Managing RA-associated lung disease could improve survival

July 24, 2010

The risk of interstitial lung disease (ILD) is increased in patients who have rheumatoid arthritis (RA) compared with the general population. ILD has a devastating effect on survival in patients with RA.

The risk of interstitial lung disease (ILD) is increased in patients who have rheumatoid arthritis (RA) compared with the general population. ILD has a devastating effect on survival in patients with RA.

Bongartz and coworkers assembled a population-based incidence cohort of patients with RA and a matched cohort of persons without RA and monitored them longitudinally. They compared the incidence of ILD in the 2 groups, investigated predictors, and explored the impact of ILD on survival.

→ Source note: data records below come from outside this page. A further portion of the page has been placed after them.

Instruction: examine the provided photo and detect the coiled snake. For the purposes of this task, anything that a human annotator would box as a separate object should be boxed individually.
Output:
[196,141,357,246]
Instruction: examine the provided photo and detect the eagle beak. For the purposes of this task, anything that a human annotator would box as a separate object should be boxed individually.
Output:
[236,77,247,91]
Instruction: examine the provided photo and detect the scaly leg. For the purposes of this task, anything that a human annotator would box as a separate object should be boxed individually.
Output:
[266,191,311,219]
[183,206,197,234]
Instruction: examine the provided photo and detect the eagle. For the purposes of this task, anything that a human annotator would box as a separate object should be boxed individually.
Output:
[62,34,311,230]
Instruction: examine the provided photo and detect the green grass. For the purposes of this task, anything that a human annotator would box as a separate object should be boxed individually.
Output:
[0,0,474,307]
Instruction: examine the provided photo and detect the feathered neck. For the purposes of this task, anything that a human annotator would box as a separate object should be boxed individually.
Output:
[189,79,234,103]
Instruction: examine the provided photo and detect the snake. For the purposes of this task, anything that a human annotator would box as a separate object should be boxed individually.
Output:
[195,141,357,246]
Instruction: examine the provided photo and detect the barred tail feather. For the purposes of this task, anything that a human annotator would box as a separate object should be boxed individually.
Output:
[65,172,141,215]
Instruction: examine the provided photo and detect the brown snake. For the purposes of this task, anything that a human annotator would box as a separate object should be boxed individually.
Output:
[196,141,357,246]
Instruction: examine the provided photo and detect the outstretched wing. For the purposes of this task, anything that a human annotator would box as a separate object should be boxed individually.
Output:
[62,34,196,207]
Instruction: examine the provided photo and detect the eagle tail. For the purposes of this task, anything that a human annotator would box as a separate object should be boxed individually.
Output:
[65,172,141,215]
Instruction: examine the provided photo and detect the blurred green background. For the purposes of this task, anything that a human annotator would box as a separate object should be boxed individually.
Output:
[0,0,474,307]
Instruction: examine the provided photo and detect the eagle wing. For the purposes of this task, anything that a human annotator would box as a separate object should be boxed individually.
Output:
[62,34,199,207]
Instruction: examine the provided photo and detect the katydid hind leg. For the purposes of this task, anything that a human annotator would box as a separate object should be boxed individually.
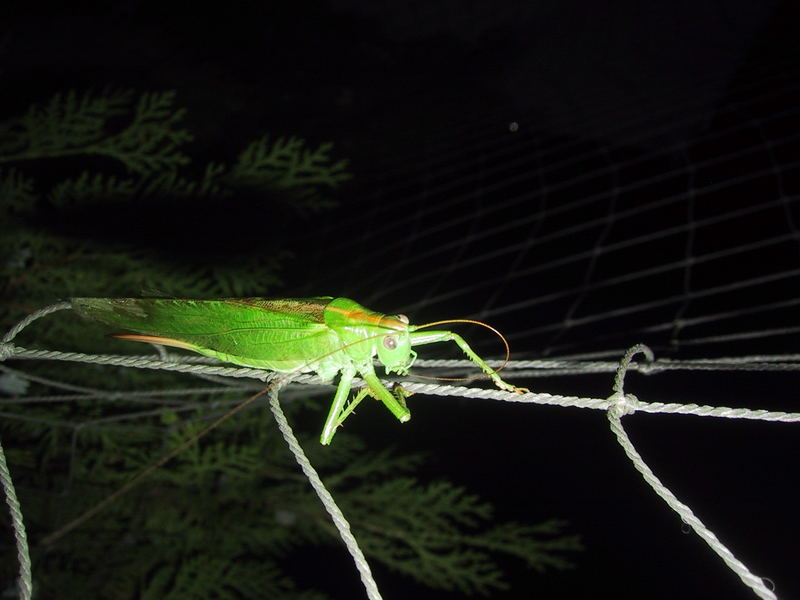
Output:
[410,331,529,394]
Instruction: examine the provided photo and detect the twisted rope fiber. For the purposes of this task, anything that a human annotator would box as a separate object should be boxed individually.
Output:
[607,344,777,600]
[269,378,382,600]
[0,443,33,600]
[0,303,800,600]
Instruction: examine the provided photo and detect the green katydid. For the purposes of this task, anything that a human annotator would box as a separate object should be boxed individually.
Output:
[72,296,527,444]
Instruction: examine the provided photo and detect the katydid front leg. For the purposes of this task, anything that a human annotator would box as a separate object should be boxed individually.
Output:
[409,331,530,394]
[319,364,411,445]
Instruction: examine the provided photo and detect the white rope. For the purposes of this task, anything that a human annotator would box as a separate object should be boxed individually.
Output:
[0,303,800,600]
[269,381,382,600]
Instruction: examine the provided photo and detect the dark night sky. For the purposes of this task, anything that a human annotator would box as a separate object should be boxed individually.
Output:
[0,0,800,600]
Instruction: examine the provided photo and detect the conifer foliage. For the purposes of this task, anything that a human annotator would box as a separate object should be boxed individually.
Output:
[0,91,579,600]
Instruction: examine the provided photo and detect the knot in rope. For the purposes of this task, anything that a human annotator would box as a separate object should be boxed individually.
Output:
[0,342,14,362]
[607,392,639,418]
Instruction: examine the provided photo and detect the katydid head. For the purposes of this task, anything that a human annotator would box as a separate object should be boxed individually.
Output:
[376,315,417,375]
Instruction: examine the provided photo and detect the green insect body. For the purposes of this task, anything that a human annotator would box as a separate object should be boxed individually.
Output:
[71,297,525,444]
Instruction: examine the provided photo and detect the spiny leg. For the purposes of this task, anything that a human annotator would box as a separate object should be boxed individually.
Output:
[319,366,355,446]
[410,331,530,394]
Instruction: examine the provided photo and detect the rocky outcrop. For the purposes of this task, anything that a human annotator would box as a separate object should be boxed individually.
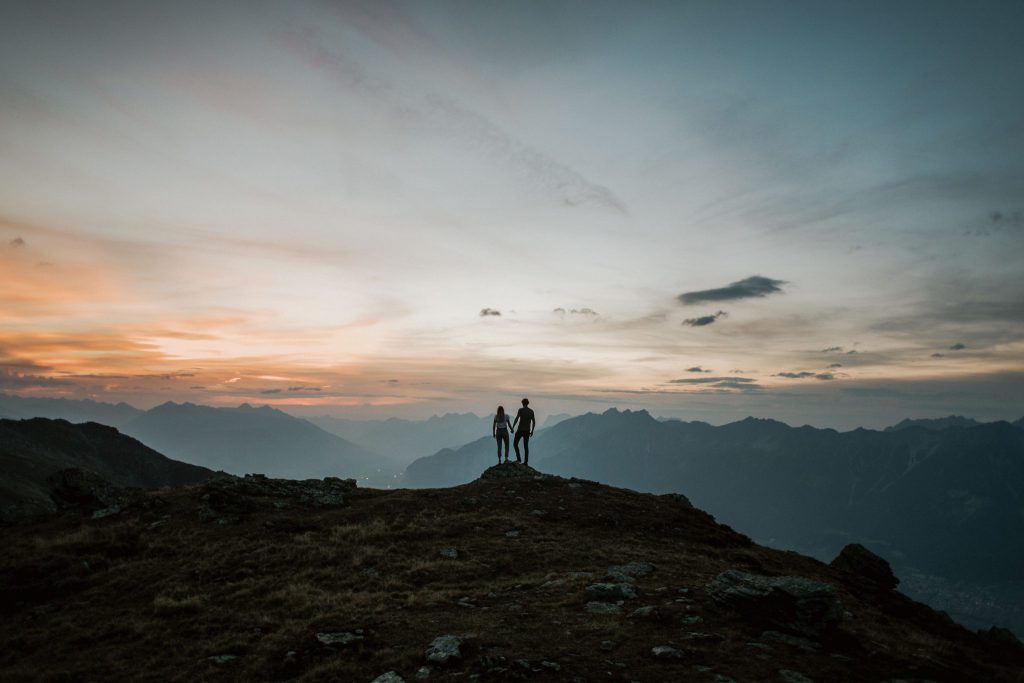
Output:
[706,569,843,639]
[480,463,549,481]
[199,474,356,520]
[47,468,132,512]
[829,543,899,591]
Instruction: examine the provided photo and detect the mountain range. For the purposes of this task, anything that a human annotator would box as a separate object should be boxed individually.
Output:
[0,465,1024,683]
[402,410,1024,631]
[307,413,571,466]
[0,393,142,427]
[117,401,399,485]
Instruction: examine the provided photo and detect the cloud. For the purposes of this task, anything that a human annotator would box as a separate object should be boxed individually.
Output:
[0,370,73,389]
[964,209,1024,238]
[683,310,728,328]
[551,306,598,315]
[677,275,786,306]
[669,377,757,384]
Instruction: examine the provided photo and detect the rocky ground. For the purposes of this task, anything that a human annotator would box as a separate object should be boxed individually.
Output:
[0,465,1024,683]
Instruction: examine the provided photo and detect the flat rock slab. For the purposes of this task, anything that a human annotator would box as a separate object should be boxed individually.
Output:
[650,645,685,659]
[586,601,623,614]
[426,635,462,664]
[706,569,844,638]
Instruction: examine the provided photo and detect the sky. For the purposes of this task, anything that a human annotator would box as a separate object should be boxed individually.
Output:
[0,0,1024,428]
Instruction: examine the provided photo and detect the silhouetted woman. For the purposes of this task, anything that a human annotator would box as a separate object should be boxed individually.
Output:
[490,405,512,465]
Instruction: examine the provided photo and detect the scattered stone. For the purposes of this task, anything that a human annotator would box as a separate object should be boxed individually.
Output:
[662,494,693,510]
[608,562,654,583]
[586,601,623,614]
[761,631,821,652]
[587,583,637,600]
[316,631,362,647]
[706,569,843,638]
[829,543,899,591]
[426,635,462,665]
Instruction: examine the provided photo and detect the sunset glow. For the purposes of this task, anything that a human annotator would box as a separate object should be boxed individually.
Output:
[0,1,1024,427]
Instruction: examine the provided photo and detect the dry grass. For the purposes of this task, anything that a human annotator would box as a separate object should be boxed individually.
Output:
[0,480,1016,682]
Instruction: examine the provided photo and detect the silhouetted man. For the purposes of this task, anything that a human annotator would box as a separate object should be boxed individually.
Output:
[512,398,537,465]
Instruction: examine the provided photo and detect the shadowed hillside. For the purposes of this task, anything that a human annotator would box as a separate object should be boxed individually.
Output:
[0,465,1024,682]
[403,410,1024,632]
[0,418,214,520]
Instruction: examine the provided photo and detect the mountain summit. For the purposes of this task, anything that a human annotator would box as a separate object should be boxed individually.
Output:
[0,465,1024,683]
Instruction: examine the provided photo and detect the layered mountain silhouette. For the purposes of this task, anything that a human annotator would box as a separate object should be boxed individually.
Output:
[402,410,1024,629]
[885,415,983,432]
[0,393,142,427]
[124,401,397,485]
[307,413,571,466]
[308,413,490,466]
[0,418,214,521]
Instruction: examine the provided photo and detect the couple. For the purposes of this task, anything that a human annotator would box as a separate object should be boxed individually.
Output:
[490,398,537,465]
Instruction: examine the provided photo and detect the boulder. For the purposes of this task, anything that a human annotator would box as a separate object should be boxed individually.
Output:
[705,569,844,639]
[46,468,130,512]
[608,562,654,583]
[829,543,899,591]
[586,601,623,614]
[587,583,637,600]
[370,671,406,683]
[480,463,545,481]
[425,635,462,665]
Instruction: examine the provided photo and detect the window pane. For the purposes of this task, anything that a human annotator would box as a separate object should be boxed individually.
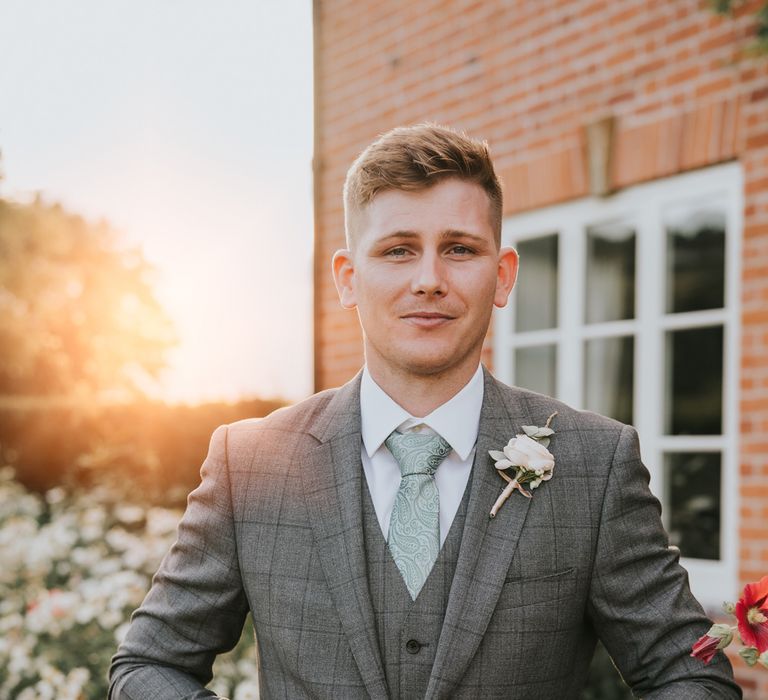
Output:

The lifetime risk of ILD was 7.7% for patients who had RA and 0.9% for those who did not. At greater risk for ILD were patients with RA who were older at disease onset, men, and persons with more severe RA. The risk of death for patients with RA who had ILD was 3 times higher than for those without ILD. The median survival of patients with RA after a diagnosis of ILD was 2.6 years, significantly lower than the expected median survival of patients who had RA but not ILD. The RA cohort had an excess mortality of 15.9%; removing the effect of ILD on survival reduced it by 2.1%.

The authors suggested that the prevention and management of RA-associated ILD could significantly improve survival and that individualizing clinical decisions in balancing the risks and benefits of treatment is important.